La puerta se abre y no sabría decir si es el mismo hombre con quien hablé por teléfono o el que me respondió por el portero automático. Tal vez no sea ninguno de los dos. La estancia tiene aspecto de no ser una vivienda. Escucho alguien al teléfono en otra habitación. Las puertas están abiertas, la luz fluye por dentro. Escucho alguien trabajando en un ordenador. La radio está puesta. A la entrada hay un perchero grande con tres chaquetas colgando. Una de ellas es de mujer. También hay un sombrero bombín y un bastón.

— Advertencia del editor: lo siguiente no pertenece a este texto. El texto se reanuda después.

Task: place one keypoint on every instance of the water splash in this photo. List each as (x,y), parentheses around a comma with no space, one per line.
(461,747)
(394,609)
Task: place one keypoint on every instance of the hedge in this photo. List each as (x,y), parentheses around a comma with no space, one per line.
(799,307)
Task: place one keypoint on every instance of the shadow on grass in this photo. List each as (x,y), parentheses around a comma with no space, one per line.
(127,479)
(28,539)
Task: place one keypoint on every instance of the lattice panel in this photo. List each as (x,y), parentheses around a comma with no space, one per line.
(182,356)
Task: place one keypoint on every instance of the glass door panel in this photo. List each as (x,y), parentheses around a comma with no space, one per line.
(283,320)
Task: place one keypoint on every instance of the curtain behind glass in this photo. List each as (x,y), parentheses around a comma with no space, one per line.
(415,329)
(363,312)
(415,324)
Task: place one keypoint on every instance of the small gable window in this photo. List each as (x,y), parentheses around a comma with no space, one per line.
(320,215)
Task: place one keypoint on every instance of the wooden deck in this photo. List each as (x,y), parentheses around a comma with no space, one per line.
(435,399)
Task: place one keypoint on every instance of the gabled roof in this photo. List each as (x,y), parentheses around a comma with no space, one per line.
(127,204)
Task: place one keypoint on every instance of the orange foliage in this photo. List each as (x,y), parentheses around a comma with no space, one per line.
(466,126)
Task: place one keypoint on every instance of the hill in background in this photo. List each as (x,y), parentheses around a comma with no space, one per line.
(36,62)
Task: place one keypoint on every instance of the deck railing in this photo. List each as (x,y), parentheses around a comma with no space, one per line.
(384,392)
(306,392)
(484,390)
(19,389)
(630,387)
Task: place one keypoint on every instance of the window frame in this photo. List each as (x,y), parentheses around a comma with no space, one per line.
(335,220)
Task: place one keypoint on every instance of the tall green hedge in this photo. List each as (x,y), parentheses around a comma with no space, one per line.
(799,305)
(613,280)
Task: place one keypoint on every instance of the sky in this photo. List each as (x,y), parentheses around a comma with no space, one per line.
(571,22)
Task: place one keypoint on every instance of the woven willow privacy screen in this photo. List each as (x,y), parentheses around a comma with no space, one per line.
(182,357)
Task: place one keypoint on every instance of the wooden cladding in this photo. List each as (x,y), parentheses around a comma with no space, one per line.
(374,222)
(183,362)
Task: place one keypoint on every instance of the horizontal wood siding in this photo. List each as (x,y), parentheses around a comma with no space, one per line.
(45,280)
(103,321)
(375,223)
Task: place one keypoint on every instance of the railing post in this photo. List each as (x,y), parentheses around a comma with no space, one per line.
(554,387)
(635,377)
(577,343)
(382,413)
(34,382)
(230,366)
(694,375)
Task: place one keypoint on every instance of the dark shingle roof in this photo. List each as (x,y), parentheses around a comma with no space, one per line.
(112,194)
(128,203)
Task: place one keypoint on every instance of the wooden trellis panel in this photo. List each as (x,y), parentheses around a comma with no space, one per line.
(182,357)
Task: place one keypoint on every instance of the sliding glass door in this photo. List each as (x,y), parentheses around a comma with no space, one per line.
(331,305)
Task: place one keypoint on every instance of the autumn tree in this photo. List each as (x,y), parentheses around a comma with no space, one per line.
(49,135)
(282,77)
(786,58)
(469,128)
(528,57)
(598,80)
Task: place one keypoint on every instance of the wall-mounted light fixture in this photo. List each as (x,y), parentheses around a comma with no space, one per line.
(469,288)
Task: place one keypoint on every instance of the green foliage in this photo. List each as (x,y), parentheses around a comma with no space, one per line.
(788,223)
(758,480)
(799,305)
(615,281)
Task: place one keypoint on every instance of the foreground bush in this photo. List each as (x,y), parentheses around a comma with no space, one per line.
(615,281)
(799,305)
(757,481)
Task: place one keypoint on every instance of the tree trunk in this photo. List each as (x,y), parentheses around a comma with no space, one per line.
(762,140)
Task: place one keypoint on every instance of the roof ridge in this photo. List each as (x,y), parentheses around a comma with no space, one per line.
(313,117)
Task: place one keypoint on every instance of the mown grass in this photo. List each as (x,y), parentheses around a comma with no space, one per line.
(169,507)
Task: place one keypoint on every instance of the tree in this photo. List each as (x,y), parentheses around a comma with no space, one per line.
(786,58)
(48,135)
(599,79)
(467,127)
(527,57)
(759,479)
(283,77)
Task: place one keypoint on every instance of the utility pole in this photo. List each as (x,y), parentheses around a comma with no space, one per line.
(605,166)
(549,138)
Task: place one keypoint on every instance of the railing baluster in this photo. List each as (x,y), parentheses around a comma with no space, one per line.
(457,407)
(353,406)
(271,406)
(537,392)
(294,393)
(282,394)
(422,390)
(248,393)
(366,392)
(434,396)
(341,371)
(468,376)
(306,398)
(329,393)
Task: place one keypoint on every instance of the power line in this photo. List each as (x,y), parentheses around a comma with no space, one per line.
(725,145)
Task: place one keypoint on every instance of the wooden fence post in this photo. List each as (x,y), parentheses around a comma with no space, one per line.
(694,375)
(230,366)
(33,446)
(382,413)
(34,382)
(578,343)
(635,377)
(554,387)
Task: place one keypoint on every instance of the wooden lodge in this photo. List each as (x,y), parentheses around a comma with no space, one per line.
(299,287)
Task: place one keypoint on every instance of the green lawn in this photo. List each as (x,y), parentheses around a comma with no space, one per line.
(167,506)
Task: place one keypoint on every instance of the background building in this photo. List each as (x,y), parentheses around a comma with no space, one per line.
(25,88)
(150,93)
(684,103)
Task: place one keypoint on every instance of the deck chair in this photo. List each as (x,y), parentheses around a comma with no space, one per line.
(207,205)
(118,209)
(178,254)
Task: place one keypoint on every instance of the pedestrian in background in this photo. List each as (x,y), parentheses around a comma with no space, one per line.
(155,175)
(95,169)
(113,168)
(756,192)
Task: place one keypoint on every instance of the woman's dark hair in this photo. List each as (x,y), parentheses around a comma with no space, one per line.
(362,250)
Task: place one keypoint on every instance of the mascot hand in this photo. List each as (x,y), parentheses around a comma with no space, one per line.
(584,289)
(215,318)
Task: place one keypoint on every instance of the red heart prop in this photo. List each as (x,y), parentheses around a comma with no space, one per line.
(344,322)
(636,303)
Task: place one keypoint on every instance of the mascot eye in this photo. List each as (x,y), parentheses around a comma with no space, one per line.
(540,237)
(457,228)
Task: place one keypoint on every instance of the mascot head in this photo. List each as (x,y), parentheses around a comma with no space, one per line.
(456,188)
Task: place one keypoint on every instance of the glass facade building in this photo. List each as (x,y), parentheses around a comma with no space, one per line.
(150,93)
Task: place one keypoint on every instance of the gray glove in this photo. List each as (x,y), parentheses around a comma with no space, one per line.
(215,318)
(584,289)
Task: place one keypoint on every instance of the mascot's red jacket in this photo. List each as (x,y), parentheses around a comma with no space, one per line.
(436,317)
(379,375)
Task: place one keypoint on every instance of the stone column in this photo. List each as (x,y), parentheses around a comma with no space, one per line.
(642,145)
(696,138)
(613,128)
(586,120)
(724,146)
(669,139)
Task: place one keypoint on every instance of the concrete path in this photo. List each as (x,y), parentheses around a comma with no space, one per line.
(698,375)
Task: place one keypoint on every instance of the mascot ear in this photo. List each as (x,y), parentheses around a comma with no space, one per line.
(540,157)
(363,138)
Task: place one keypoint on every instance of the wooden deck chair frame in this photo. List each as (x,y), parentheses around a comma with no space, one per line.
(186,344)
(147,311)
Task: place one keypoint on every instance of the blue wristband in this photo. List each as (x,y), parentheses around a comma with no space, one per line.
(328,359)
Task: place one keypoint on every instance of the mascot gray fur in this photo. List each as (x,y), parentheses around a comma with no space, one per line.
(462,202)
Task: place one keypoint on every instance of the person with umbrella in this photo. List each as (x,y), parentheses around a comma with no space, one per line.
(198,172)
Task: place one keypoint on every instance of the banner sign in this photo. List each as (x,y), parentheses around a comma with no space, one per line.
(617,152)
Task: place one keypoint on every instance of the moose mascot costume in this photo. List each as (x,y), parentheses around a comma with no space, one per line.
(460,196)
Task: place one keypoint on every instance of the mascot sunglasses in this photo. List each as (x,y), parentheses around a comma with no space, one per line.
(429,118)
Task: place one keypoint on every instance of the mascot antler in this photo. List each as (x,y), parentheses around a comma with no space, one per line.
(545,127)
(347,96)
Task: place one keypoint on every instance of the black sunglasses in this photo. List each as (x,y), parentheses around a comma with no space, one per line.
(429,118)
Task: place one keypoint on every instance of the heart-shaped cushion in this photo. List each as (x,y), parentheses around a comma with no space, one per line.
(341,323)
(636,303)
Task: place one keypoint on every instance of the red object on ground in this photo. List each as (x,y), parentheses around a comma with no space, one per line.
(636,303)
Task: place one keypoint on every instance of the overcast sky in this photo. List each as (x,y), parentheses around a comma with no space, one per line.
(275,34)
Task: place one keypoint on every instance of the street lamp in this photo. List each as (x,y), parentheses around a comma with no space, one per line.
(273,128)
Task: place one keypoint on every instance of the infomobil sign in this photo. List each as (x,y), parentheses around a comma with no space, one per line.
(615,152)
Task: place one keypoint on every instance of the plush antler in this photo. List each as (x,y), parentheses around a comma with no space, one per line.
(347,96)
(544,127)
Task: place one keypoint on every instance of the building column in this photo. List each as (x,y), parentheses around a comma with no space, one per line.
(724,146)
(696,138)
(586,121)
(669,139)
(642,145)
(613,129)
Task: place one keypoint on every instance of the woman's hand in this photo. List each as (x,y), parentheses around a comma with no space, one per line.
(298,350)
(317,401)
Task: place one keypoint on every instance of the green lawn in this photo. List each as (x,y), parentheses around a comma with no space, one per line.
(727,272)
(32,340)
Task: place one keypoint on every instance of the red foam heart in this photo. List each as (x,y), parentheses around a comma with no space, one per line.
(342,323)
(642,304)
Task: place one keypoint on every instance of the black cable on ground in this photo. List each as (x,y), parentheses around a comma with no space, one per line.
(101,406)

Se llama Rodrigo y es un placer conocerme. Viste chaleco, una cadena de reloj asoma del bolsillo. Lleva gafas de pasta y bigote cano. Es educado. Me invita a dejar la chaqueta en el perchero. No me inmuto. Parece que no es la primera vez que se enfrenta a una situación similar. Me enseña el camino hacia la habitación donde se me espera. Respiro hondo tratando de apaciguar el pulso. Inspiro tratando de oler todo lo que habita el piso por si acaso tu cuerpo yaciera en alguna de las habitaciones. Por el pasillo veo dos puertas cerradas y me pregunto si detrás de alguna de ellas estarás tú, o lo que queda de ti, lo que fue. El camino a la habitación donde hay luz, voces y movimiento se me hace eterno por la posibilidad de verte. Es como el momento previo al accidente, al impacto. Todo se ralentiza. Se tarda mucho en doblar la esquina. Del otro lado del tabique suena un teléfono. La voz que contesta es la voz con la que hablé, estoy seguro. La voz que me comunicó estar en posesión del mismo cuerpo que habíamos enterrado.

“El cuerpo no está aquí” me dice quitando periódicos de una silla para que me pueda sentar.